Im Alter von elf Jahren verkürzte sie ihren Vornamen von Alexandra Martina zu Aleks Martin; in dem Moment, wo sie, "mit den sichtbar aufgeweichten Brustwarzen, nicht mehr als feingliedriger Junge durch die Männerblicke in der kleinstädtischen Badeanstalt am Fluss gehen konnte". Sie wollte ein Junge sein, keine Frau werden und ist unausweichlich doch eine geworden, mit zwei Kindern und dem Gefühl einer unermesslichen Ohnmacht.

Die Leben zweier Unsteter treffen hier aufeinander. Der Journalist Raoul mit seinen jüdischen Wurzeln und die Malerin Aleks, die aus scheinbar genormten Verhältnissen stammt. Ihre Mutter Doris musste immerhin 64 Jahre alt werden, bis "sie endlich endlich eingetreten war, diese kleine, banale Katastrophe, verlassen zu werden". Dafür wird sie vom Alkohol niedergestreckt, in dem sie ihre Kriegserinnerungen zu ertränken versucht. Aus dieser Enge hat Aleks ein Leben lang auszubrechen versucht, "ohne irgendwo eine Spur zu hinterlassen".

Wie schon im Erzählband "Erdnüsse. Totschlagen" bedient sich Schweikert wiederum einer unverblümten Direktheit, die indes nie ins Plakative abgleitet. Sie seziert mit feinem Besteck: so lakonisch und schonungslos sachlich wie eine Chirurgin, zugleich so betroffen Anteil nehmend wie das Liebesopfer auf dem Operationstisch. Mit wenigen Strichen gelingt es ihr immer wieder, familiäre Verhältnisse und Beziehungsmuster sprachlich aufzureissen. Lakonische Beschreibungen und bitterschöne Bilder bezeugen eindrücklich die Ausgereiftheit ihrer Prosa. Dafür wird die Chronologie laufend durchbrochen, Personen tauchen scheinbar willkürlich auf und wieder ab. Vorschnell liesse sich der Autorin diesbezüglich ein allzu sorgloser Umgang mit der Erzähldramaturgie vorwerfen, würde diese oberflächliche Brüchigkeit des Textes nicht unterschwellig durch einen Erzählsog zusammengehalten, der spürbar getragen ist von einer fein ausbalancierten inneren Logik.

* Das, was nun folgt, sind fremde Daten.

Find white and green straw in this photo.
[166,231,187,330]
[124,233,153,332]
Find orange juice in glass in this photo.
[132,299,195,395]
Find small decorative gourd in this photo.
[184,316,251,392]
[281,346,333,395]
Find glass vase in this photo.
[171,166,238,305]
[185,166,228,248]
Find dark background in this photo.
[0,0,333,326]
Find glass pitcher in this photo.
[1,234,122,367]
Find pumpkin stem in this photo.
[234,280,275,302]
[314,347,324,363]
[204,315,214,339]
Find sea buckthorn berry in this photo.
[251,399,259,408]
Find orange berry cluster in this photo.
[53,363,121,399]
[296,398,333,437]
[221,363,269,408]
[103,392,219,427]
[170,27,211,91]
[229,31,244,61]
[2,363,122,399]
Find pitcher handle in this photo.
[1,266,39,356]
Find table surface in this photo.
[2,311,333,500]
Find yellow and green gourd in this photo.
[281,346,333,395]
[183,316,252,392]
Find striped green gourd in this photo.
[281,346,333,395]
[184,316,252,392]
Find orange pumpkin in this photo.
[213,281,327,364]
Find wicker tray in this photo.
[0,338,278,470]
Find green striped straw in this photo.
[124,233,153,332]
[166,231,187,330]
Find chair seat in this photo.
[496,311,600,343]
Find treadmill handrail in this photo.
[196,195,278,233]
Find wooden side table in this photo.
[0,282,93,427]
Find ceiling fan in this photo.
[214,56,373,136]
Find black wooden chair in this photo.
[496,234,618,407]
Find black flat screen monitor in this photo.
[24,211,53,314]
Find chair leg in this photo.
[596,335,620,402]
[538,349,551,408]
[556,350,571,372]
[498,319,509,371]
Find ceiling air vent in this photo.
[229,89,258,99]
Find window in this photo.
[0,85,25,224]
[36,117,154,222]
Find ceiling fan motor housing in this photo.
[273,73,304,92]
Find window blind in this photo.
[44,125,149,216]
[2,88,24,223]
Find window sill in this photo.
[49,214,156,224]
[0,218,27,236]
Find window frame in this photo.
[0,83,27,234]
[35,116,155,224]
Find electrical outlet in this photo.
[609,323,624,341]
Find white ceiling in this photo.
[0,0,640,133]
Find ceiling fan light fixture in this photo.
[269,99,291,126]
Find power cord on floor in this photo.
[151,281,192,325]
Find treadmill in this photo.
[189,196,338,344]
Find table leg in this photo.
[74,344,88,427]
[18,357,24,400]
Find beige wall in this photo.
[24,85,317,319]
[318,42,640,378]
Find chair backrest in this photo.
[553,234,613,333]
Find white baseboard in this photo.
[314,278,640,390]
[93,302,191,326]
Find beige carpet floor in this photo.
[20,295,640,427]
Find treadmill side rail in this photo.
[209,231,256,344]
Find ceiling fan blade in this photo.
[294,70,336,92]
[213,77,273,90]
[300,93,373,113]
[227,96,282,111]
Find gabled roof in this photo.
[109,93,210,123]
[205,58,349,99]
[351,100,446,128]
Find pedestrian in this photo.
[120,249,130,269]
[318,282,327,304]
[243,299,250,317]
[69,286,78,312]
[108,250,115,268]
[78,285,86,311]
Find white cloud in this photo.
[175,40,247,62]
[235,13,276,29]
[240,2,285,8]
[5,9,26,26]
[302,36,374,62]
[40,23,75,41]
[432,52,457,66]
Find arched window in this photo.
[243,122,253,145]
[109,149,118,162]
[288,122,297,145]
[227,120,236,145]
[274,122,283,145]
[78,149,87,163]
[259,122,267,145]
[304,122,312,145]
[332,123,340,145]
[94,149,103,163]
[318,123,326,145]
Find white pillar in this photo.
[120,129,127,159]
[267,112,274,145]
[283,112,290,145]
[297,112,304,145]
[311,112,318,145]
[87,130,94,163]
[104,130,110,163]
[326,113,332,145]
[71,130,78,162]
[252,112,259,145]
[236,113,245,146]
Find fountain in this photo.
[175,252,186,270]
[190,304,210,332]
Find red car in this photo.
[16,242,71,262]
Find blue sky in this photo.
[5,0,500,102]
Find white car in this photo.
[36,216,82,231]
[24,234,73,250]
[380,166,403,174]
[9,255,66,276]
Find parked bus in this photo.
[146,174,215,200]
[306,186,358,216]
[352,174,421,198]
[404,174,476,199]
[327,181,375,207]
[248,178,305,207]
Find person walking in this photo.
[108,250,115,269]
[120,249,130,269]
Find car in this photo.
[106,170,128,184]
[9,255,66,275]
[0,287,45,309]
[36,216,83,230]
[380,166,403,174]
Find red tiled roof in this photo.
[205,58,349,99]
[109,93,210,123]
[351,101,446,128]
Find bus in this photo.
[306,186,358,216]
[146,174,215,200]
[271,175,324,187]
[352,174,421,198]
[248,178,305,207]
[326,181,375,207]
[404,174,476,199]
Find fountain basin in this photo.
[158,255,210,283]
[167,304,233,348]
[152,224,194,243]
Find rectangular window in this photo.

Indem Ruth Schweikert verschiedene Erzählebenen miteinander verknüpft und dabei auch politische Begleittöne anklingen lässt, entgeht sie souverän der Gefahr des nabelschauenden Seelenschmetters. Frappierend schildert sie die Mutter, wie sie gegen Ende des Zweiten Weltkriegs hilflos im Keller eines zerbombten Hauses sitzt. Eher belustigend dagegen wirkt der Besuch Alexander Heinrichs, der auf Anraten seiner Mutter 1953 in Prag eine entfernte Verwandte in den Westen freiheiraten soll. Doch darüber legt sich immer wieder der Alltagstrott. Die verwirrende Erzählstruktur spiegelt die existentielle Unruhe und die chaotischen Wirren der Liebes- wie der gesellschaftlichen Verhältnisse: Alleinerziehende Mütter, vaterlose Kinder, Beziehungen, die an Erwartungen und Illusionen zerbrechen.

Die Liebe ist eine weltliche Macht. Keine reine Privatsache, sondern, wie Freud betont hat, als "soziales Phänomen" zu würdigen. Mit bitterem und auch ironischem Nachhall erzählt "Augen zu" von dieser Liebe, wie sie ist. Nur am Schluss erlaubt sich Ruth Schweikert - vor dem Epitaph auf das ungeborene Kind - eine trotzige, versöhnliche Zuversicht. Mag das Karussell weiter drehen.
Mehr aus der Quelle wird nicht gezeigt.